The AAUP has put together a coronavirus information web page for AAUP members and the higher education community. We have been collecting resources from the government, other higher education organizations, and our chapters to help all of us respond to this challenge. We will continue to add to the page as new resources become available. As many of you know, some administrations have been leaving the faculty out of decisions pertaining to curriculum and program, online teaching and intellectual property, and the faculty role in navigating the financial impact of COVID-19 on our campuses. Faculty governance bodies and academic unions must insist on involvement in decision-making about the effects that this crisis is having on our campuses, and we will be sharing guidance from the national AAUP, as well as strategies some of our chapters have developed as they grapple with the crisis.

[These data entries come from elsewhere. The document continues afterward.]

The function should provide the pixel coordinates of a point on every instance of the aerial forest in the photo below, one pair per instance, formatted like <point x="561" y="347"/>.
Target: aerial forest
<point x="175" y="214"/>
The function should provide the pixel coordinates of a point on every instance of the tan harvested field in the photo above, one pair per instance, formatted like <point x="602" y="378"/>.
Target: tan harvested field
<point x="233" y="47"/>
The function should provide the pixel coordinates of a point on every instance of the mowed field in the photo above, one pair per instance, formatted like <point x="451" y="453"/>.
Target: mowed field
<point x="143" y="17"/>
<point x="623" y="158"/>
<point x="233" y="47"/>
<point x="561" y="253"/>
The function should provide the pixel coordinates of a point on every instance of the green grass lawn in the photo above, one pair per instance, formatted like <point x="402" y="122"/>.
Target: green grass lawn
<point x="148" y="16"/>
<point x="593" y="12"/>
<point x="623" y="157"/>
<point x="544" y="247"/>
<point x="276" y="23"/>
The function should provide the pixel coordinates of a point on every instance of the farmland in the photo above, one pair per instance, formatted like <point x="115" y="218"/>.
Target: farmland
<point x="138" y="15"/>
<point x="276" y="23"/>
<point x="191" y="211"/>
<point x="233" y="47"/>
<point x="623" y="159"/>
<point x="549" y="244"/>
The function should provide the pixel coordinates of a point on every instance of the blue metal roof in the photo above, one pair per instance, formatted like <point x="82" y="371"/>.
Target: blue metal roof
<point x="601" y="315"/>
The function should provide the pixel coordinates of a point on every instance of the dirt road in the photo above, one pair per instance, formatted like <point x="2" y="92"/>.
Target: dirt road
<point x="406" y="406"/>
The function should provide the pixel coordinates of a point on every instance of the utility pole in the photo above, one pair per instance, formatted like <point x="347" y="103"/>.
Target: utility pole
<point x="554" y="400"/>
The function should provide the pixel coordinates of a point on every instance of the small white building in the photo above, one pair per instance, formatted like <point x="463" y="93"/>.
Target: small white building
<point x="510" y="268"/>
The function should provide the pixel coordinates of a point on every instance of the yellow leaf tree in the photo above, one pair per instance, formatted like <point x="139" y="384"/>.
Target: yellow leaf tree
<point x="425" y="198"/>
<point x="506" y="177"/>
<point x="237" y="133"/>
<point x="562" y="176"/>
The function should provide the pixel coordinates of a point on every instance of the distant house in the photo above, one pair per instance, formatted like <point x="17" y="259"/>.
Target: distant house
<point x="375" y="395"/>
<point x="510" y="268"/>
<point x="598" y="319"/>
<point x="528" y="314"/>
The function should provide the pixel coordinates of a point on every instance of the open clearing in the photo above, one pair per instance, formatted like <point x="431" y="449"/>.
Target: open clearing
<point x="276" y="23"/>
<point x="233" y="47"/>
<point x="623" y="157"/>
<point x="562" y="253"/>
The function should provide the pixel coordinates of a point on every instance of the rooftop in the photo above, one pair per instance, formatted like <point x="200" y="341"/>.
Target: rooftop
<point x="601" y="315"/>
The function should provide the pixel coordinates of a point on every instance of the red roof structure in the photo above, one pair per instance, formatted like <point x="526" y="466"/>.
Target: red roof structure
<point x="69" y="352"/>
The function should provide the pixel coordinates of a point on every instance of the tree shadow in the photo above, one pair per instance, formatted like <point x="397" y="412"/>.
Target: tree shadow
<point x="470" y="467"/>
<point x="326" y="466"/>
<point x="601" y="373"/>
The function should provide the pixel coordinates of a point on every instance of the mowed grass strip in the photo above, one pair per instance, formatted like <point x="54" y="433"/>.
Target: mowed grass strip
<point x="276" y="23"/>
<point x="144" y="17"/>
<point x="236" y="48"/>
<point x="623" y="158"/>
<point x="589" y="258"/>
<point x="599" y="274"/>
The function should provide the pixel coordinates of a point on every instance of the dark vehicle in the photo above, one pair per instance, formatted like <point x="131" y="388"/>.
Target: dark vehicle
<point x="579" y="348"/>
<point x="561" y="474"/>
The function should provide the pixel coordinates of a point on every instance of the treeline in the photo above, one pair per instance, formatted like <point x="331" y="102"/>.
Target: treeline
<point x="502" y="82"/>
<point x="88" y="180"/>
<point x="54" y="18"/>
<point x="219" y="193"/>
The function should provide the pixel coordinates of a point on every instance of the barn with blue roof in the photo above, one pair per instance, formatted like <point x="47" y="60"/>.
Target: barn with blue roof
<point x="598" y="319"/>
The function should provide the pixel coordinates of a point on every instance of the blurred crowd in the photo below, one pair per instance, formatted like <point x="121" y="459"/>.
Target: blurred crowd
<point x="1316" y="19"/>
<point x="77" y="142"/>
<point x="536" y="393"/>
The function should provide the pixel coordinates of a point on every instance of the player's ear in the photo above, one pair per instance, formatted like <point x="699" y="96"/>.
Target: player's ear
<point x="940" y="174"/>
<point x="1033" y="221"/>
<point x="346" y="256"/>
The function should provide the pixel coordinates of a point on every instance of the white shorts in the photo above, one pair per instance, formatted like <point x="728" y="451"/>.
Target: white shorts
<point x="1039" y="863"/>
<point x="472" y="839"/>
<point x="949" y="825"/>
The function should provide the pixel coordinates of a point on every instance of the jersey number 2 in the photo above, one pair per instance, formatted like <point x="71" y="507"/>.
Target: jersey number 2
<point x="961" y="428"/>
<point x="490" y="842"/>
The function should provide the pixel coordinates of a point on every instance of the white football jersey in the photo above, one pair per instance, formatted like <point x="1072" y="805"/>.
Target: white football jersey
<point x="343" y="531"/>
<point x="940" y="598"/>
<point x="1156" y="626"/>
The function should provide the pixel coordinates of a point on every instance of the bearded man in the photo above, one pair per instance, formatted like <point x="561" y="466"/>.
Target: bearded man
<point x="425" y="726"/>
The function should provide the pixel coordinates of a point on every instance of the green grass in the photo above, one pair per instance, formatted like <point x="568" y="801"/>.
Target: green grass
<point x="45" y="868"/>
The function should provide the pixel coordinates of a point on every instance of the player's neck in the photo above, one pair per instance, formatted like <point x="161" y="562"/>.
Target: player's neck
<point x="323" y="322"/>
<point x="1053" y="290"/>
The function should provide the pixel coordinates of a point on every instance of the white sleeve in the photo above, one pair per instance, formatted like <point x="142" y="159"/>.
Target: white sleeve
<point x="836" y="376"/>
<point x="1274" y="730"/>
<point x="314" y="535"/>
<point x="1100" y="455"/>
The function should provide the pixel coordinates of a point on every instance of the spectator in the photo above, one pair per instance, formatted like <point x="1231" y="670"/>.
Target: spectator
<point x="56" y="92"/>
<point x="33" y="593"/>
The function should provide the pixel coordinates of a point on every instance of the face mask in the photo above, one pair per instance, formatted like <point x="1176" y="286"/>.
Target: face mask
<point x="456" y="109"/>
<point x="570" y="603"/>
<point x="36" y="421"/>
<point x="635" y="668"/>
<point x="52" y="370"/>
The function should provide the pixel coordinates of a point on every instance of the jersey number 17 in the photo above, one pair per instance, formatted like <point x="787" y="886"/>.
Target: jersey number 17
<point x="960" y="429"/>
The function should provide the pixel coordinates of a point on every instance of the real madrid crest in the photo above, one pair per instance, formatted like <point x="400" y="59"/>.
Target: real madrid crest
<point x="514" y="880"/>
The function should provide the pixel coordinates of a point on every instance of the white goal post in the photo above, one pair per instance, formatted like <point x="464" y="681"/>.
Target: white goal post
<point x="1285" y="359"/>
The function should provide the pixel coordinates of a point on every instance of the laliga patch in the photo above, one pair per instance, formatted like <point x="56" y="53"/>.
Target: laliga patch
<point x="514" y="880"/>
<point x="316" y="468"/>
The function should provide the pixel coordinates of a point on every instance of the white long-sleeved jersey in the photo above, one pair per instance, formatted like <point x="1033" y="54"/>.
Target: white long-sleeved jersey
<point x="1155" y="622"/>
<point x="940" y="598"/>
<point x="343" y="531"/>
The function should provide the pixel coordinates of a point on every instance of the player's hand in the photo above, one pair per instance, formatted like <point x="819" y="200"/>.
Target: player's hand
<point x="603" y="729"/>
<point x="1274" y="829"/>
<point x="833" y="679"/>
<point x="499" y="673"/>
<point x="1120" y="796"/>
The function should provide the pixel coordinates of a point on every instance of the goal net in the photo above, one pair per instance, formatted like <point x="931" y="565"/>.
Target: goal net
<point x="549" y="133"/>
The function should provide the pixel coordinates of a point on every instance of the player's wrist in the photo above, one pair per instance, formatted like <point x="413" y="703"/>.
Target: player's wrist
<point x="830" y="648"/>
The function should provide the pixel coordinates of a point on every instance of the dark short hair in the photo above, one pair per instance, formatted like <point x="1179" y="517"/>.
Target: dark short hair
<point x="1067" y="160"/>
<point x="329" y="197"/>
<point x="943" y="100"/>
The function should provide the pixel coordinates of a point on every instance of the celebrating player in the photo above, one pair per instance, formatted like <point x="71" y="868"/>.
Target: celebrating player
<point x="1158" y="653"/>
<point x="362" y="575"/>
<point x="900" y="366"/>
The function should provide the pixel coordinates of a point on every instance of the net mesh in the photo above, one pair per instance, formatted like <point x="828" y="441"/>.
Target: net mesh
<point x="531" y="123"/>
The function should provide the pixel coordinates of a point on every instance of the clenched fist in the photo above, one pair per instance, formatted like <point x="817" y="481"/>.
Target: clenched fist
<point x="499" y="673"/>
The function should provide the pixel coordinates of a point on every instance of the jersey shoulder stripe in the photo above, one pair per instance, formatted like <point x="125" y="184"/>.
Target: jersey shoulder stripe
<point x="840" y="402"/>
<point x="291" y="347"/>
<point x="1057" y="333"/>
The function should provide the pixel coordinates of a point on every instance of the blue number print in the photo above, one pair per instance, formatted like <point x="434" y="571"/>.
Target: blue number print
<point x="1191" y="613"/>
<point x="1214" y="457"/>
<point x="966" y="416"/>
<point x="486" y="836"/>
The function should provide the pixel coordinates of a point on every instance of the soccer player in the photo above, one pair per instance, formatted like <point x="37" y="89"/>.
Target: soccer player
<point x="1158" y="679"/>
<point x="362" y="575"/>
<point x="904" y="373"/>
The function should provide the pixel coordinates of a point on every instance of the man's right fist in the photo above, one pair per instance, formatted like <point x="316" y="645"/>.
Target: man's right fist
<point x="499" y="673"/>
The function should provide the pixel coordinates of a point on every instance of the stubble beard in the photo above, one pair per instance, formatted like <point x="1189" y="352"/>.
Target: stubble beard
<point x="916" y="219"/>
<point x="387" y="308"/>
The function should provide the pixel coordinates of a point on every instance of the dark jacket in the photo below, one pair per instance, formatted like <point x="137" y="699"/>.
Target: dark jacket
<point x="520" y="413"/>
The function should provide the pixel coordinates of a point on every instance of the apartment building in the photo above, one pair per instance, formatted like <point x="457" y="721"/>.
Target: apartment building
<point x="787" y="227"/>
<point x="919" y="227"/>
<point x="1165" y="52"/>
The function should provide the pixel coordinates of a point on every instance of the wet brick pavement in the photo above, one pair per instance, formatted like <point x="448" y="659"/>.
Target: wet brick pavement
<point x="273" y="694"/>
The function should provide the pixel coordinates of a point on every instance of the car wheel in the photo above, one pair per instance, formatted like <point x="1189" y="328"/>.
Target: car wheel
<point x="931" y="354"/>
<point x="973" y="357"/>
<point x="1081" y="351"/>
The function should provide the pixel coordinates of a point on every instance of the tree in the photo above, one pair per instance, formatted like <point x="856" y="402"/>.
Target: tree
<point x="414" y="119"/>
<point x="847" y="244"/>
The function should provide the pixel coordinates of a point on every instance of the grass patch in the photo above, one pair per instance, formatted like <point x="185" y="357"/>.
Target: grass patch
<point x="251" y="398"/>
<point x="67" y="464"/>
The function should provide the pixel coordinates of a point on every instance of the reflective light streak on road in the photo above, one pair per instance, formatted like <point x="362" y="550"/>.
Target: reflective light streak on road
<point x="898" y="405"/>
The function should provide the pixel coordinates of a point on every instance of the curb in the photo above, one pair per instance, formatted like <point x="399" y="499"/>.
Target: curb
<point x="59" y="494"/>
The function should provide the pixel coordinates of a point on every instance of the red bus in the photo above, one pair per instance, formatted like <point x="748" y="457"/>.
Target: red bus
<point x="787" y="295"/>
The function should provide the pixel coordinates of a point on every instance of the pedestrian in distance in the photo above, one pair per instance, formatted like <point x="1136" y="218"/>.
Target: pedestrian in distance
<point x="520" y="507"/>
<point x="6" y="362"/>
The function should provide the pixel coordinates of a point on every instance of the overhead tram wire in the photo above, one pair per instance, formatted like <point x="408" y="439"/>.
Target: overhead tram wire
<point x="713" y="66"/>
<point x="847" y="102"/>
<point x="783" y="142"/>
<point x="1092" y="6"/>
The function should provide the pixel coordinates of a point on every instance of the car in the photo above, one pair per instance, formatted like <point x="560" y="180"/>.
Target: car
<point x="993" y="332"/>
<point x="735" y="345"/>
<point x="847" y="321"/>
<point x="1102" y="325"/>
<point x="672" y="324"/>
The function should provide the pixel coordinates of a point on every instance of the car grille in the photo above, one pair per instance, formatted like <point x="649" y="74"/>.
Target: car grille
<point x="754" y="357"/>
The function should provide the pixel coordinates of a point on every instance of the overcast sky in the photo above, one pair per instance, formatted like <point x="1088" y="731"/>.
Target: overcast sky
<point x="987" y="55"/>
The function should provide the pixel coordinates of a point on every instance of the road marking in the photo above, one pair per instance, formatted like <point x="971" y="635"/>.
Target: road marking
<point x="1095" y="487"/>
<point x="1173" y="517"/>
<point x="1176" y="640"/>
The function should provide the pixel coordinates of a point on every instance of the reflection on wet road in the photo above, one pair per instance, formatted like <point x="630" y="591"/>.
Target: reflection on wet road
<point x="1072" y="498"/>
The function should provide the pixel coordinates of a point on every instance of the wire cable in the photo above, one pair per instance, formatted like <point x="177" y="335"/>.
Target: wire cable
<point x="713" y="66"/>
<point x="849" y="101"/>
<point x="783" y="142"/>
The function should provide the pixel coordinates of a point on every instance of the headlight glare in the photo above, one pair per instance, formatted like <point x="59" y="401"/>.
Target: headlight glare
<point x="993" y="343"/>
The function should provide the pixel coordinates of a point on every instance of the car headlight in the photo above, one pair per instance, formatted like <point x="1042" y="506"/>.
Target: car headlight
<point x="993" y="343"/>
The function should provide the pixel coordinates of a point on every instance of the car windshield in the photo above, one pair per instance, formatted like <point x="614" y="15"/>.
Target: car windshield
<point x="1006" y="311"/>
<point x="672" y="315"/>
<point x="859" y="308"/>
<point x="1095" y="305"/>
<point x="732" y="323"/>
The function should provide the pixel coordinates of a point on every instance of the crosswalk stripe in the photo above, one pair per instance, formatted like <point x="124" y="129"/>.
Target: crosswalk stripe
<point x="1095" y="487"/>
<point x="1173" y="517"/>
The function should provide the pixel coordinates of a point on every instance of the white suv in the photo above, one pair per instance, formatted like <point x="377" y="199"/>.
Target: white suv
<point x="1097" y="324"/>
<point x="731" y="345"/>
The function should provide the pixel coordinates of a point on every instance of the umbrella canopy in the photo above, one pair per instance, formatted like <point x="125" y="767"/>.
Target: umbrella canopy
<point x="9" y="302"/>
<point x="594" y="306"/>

Finally, the AAUP is setting up a Facebook page for members to connect, share information and strategies, and support one another during this unprecedented situation. We will be posting information about this resource in the next few days.

These are trying times for our students, our profession, and our nation. But even as we respond to the immediate needs of our students and families, we must also be diligent in defending the AAUP’s core principles of academic freedom, due process, and the faculty voice in decision-making on our campuses. If we do not defend those principles, we run the real risk that college and university administrations will use this emergency to reshape higher education, serving an agenda that is too often influenced by corporate interests rather than by a commitment to the common good. Please check out our coronavirus information page for a statement on COVID-19 and the faculty role in decision-making, AFT and AAUP principles for higher education’s response to COVID-19, and other resources already available for responding to any administration overreach you may be experiencing.

We ask that you continue to share information with us about what is being done on your campus to support faculty and students during this crisis and, especially, what your chapter or faculty senate’s role has been during this process.

We have survived and grown stronger in times of crisis before, and, working together, we will do so now.